Expansionary budget, revenue permitting

The 2018 budget projects a 25.0% increase in total spending to N9.12trn. The allocations in the Appropriation Bill reflect the FGN’s agenda: so the largest increase on the 2017 budget is 39.5% for capital items, and the lowest 19.7% for recurrent expenditure. Governments, however, prioritize the salaries of their employees, and release funds for capital programmes when the opportunity arises. On paper, the allocation for the latter exceeds the FGN’s broad objective of 30% of total spending. In practice, releases hinge upon revenue generation.

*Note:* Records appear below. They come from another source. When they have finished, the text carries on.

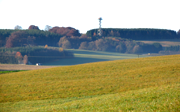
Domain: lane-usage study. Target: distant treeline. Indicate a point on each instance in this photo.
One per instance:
(173, 48)
(136, 34)
(34, 36)
(113, 40)
(23, 55)
(111, 44)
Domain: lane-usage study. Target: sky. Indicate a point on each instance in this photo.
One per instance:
(83, 14)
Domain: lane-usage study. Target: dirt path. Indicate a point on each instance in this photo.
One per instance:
(21, 67)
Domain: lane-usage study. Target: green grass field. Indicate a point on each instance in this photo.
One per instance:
(89, 56)
(142, 84)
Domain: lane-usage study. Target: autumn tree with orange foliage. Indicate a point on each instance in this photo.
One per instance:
(33, 27)
(19, 57)
(25, 59)
(65, 31)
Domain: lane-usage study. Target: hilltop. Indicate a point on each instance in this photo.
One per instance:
(123, 85)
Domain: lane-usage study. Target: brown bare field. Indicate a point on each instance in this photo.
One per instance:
(21, 67)
(164, 43)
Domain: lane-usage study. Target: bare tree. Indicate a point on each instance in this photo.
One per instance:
(47, 28)
(25, 59)
(17, 27)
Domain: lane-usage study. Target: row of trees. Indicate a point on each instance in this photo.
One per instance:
(68, 37)
(109, 44)
(21, 55)
(136, 34)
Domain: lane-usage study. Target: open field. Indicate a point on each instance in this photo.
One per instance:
(80, 57)
(164, 43)
(142, 84)
(21, 67)
(89, 56)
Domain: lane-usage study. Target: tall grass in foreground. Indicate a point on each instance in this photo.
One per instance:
(128, 85)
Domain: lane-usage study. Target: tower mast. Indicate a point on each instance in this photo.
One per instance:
(99, 30)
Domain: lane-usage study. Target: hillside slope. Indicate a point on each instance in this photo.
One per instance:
(112, 85)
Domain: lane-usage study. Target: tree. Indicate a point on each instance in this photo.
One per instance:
(16, 39)
(46, 46)
(121, 48)
(66, 44)
(137, 49)
(19, 57)
(47, 28)
(84, 45)
(25, 59)
(65, 31)
(33, 27)
(17, 27)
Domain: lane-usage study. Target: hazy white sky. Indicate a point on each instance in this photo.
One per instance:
(83, 14)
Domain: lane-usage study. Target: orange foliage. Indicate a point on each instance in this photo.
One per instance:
(46, 46)
(18, 55)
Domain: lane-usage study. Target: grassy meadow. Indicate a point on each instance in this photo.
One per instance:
(89, 56)
(141, 84)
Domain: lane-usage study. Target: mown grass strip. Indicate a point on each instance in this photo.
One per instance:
(3, 72)
(90, 79)
(162, 98)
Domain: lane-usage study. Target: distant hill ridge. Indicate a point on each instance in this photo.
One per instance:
(136, 33)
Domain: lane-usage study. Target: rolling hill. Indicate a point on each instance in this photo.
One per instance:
(142, 84)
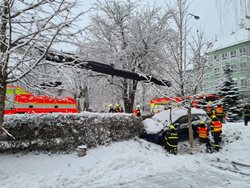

                                                                                                                  

  • However we define the timeframe of the 2017 and 2018 budget years, the bill is clearly expansionary (ie the rise in spending is well above prevailing inflation).

 

  • The bill would not appear to allow for an increase in the national minimum wage. The 19.7% rise in the recurrent budget falls short of the increase in personnel spending of about 25% that followed the rise in the wage before the 2011 elections. The National Assembly indicated that a supplementary budget would be required.

 

  • In line with the FGN’s priorities set out at the start of the administration, there are allocations for its special intervention programmes of N350bn (recurrent) and N150bn (capital). These are unchanged from 2017.

 

  • The N2.20trn allocation for debt service includes a contribution of N190bn to the sinking fund (N177bn in 2017). External debt payments represent just 14% of domestic, reflecting the positive interest rate differential and the budget’s plausible assumption of exchange-rate stability.

Sources: Budget Office of the Federation; FBNQuest Capital Research
  • In recurrent spending, we note an unchanged allocation of N65bn for the presidential amnesty programme (reintegration of ex-militants).